I remember this conversation Cory (my ex-coworker) had with a Dell customer service representative while we were driving to lunch. He had ordered a laptop that was scheduled to arrive before his MBA classes at Anderson (UCLA) began but there was a part specific to the LED backlight that was backordered and therefore his laptop was not going to arrive in time.
He was furious. I think he even paid for expedited shipping.
The CSR didn't have any answers and did not provide any options.
At the height of his fury Cory said something I'll never forget, "Stop telling me what you can't do and start telling me what you can do!"
That's a great motto to live by.
Because Cory's in a dire situation at no fault of his own (or the CSR). But the CSR isn't providing Cory any potential solutions. When you're handling an explosive situation you better have some outs. You must have potential solutions because "I can't resolve this issue" or "I can't help you" or "I don't know" just isn't good enough.
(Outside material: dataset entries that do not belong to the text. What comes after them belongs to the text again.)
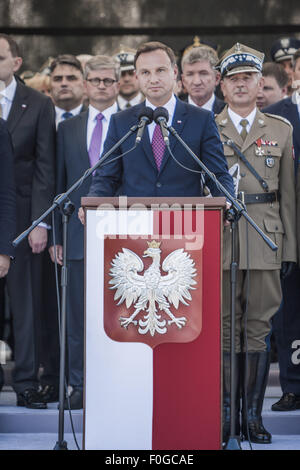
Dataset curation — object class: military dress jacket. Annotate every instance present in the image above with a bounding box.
[216,107,297,270]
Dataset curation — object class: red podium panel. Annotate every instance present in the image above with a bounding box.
[82,198,225,450]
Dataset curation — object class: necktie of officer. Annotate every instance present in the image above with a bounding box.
[89,113,104,167]
[152,124,166,170]
[61,111,73,121]
[240,119,249,140]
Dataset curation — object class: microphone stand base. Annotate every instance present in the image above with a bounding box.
[224,436,242,450]
[53,441,68,450]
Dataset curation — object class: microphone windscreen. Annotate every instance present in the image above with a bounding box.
[153,106,169,122]
[138,106,153,124]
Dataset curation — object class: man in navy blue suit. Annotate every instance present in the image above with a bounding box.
[0,117,16,391]
[79,42,234,202]
[263,49,300,411]
[49,55,120,409]
[181,45,226,114]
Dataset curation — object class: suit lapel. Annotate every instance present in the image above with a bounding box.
[138,101,157,170]
[160,99,187,172]
[7,82,30,133]
[75,110,90,168]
Which is why one of the best lines in customer service is "...but let me do some research and I'll get back to you".
Because the only thing more frustrating than hearing "I can't resolve this issue" or "I can't help you" or "I don't know", is feeling like the other person doesn't give a shit. That's the real problem. Cory wasn't mad that the CSR couldn't help him but rather that the CSR wouldn't help him.
And that makes all the difference in the world.
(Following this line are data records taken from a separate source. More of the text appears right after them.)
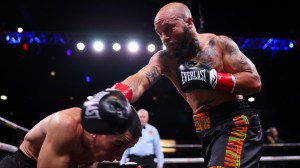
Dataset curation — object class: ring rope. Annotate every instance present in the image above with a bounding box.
[162,143,300,148]
[0,117,29,133]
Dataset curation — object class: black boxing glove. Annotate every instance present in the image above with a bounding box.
[81,89,135,134]
[119,162,142,168]
[178,61,235,93]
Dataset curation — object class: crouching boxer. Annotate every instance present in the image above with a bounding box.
[0,90,141,168]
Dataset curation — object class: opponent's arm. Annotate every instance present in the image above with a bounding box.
[219,36,261,95]
[37,111,76,168]
[113,52,163,103]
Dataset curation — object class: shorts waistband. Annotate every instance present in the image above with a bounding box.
[15,149,37,166]
[193,99,254,132]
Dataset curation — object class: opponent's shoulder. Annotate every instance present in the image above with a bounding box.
[49,107,81,133]
[216,35,239,53]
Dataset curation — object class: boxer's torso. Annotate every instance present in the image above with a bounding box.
[161,34,242,113]
[20,108,98,165]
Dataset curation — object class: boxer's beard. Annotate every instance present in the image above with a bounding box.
[168,28,199,58]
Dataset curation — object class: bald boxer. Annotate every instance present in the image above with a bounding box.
[113,3,262,168]
[0,90,141,168]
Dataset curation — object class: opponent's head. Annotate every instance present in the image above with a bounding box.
[81,89,138,134]
[84,102,142,162]
[154,2,197,54]
[137,109,149,126]
[81,89,142,161]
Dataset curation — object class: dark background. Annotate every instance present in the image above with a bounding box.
[0,0,300,148]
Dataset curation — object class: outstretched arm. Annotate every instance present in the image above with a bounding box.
[219,36,261,95]
[114,52,163,103]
When I talk to my potential customers and they make unreasonable requests (which they do all the time). I don't just say, "I can't do that" because that would squash the deal. Instead I tell them, "Okay, but if we do that then we'd also have to do this" For example, "Okay, I can shoot this in 3 days (even though I really need 2 weeks) but you'll have to pay for my assistants and pay extra for retouching".
Because this allows my client and I to continue the conversation. If I just say "No" then the conversation is over and I just screwed the pooch. So instead, I give the client options. Preferably options that I can deliver and hopefully options that are palatable to the client's tastes.
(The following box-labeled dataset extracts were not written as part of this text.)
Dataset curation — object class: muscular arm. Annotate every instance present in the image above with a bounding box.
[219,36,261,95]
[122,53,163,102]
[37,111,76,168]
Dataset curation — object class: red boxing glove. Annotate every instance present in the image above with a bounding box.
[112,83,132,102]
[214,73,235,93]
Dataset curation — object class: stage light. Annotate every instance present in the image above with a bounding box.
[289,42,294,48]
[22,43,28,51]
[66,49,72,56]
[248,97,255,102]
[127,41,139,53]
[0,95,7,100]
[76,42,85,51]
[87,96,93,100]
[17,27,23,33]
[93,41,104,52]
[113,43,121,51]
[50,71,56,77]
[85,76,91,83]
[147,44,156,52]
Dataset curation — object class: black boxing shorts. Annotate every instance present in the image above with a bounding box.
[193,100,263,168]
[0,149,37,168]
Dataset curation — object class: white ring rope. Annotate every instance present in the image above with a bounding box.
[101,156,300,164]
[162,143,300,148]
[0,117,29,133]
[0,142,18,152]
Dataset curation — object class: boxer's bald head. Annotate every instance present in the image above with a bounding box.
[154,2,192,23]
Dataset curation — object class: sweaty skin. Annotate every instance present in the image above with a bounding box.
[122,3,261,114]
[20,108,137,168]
An even better response would be something like, "I understand that you are in a time crunch with this project and I really want to help you resolve this. But you've got to help me help you. I can't justify the costs for this project as a 1-man-show at the current rate. So if you can pay the cost of a few assistants and be a little flexible in the pricing, I can deliver the images within the 3-day time frame".
What did I really say?
a. I understand and I want to help
b. But I need your help
c. Let's work as a team
With that sequence of statements you should be able to convince your client that you have his/her best interest in mind and you're both in this together.
How should Cory's CSR have responded?
"I'm sorry but you should have bought a Mac. Goodbye."